← Back to context

Comment by Spivak

11 hours ago

In C-ish languages the statement

    int x = "thing"

is perfectly valid. It means reserve a spot for a 32 bit int and then shove the pointer to the string "thing" at the address of x. It will do the wrong thing and also overflow memory but you could generate code for it. The type checker is what stops you. It's the same in Python, if you make type checking a build breaker then the annotations mean something. Types aren't checked at runtime but C doesn't check them either.

In C, int may be as small as 16 bits You may get 32 bits (or more) but it's not guaranteed. I don't see how you get a memory overflow though?

I'd be surprised if a compiler with -Wall -Werror accepts to compile this.

Trying to cast back the int to a char* might work if the pointers are the same size as int on the target platform, but it's actually Undefined Behaviour IIRC.

  • I guess an overflow would be possible if the size of a point and int differs.

It's valid in C, due to semantics around pointers. Try that in Java and you'll quickly find that it's not valid in "C-ish languages". C absolutely checks types, it's just weakly typed. Python doesn't check types at all, which I wouldn't have a problem with, if the language didn't have type annotations that sure look like they'll do something.

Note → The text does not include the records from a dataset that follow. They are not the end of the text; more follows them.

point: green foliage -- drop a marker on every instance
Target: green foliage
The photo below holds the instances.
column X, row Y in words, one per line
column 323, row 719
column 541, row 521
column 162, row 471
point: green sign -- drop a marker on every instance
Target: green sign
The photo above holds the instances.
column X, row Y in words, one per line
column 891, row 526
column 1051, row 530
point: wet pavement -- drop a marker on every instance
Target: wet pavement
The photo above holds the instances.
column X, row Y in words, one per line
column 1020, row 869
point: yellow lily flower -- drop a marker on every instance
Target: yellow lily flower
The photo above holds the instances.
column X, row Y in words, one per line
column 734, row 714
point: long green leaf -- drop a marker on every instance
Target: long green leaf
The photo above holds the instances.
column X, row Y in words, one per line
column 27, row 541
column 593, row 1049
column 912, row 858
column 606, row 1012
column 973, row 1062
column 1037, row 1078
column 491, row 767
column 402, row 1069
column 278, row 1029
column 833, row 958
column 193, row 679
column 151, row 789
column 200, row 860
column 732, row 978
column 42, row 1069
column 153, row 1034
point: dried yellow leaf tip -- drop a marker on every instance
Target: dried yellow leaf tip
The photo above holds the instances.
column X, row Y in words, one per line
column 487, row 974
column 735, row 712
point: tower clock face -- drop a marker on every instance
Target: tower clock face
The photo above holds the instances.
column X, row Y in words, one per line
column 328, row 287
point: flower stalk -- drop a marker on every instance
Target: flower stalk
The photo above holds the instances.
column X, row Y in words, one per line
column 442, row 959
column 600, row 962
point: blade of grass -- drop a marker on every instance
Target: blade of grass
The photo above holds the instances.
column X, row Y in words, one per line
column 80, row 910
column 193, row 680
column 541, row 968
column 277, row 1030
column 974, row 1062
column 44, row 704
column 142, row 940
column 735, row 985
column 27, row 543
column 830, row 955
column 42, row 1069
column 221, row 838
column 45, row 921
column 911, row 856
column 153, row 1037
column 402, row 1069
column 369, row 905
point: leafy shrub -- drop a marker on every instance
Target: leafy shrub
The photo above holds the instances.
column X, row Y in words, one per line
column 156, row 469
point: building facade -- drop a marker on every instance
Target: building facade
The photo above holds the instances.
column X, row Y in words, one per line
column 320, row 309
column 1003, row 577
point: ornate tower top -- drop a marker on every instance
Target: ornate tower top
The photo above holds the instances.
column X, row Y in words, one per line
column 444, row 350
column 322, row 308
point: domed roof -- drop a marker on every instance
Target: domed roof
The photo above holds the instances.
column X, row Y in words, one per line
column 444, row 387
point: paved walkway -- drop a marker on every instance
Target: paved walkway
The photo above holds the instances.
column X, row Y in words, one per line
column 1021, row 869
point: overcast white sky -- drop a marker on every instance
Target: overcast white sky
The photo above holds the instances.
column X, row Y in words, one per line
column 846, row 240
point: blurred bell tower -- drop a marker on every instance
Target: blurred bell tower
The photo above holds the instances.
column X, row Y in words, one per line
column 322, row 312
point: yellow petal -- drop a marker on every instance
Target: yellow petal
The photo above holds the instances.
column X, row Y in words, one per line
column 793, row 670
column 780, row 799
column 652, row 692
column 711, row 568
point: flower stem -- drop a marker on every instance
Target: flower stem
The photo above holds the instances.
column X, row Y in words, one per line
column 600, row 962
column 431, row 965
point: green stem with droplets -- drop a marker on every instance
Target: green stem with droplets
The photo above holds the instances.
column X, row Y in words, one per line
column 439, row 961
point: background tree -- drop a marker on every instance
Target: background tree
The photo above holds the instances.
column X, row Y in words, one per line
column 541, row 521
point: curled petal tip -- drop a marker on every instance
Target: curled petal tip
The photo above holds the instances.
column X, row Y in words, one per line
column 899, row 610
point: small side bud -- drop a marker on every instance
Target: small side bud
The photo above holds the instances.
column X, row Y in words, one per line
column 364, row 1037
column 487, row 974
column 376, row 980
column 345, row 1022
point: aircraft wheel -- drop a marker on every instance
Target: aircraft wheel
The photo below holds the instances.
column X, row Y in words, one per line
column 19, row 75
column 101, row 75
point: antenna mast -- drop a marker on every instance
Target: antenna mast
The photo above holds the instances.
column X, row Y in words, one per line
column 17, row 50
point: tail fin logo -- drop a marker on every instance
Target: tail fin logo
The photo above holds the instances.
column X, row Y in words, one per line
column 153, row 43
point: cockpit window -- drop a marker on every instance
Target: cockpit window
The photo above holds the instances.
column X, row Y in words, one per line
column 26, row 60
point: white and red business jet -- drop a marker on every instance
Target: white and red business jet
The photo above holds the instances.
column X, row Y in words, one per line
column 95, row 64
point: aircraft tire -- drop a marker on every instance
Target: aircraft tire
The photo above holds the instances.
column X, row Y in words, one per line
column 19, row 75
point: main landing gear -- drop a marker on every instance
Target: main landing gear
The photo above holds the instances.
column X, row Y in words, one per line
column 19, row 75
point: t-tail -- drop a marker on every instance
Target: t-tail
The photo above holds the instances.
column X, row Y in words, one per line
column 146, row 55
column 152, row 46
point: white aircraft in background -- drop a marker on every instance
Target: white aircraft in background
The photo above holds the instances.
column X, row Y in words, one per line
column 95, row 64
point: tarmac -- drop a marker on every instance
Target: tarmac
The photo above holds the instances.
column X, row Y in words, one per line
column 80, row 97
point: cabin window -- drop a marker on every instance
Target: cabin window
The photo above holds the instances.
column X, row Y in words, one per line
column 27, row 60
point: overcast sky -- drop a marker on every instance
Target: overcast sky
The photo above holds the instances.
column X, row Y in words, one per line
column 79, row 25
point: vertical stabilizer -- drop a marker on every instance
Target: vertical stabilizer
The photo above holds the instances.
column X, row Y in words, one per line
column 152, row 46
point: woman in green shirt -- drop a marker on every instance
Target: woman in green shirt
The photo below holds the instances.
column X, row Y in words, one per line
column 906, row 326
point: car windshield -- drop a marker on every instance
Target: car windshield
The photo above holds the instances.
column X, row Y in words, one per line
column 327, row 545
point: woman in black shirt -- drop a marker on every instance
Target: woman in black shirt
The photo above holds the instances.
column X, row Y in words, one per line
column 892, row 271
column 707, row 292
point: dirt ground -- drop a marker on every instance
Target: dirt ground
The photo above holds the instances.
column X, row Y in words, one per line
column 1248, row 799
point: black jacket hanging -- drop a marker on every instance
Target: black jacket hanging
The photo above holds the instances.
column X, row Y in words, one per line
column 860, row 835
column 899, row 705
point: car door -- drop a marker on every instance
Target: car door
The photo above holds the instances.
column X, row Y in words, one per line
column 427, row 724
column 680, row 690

It won't "overflow memory".

This says there will be an immutable array of six bytes, with the ASCII letters for "thing" in the first five and then the sixth is zero, this array can be coerced to the pointer type char* (a pointer to bytes) and then (though a modern C compiler will tell you this is a terrible idea) coerced to the signed integer type int.

The six byte array will end up in the "read only data" section of the executable, it doesn't "overflow memory" and isn't stored in the x. Even if you gave x a more sensible type "char*" that word "thing" isn't somehow stored in your variable, it's a pointer.

So, this isn't the same at all and you don't understand C as well as you thought you did.

Edited: fix escaping bold markers

  • I was talking about the int being 32 bits and the pointer being 64 bits but go off. If you did a naive codegen of this without type checking where the compiler just said "yes ma'am blindly copying the value to &x" then you would clobber adjacent memory. That's the point I'm making, you rely on the type checker to make the types actually mean things and give you safety guarantees.

    It feels stronger is languages where you can't even produce a running program if type checking fails but it's conceptually the same.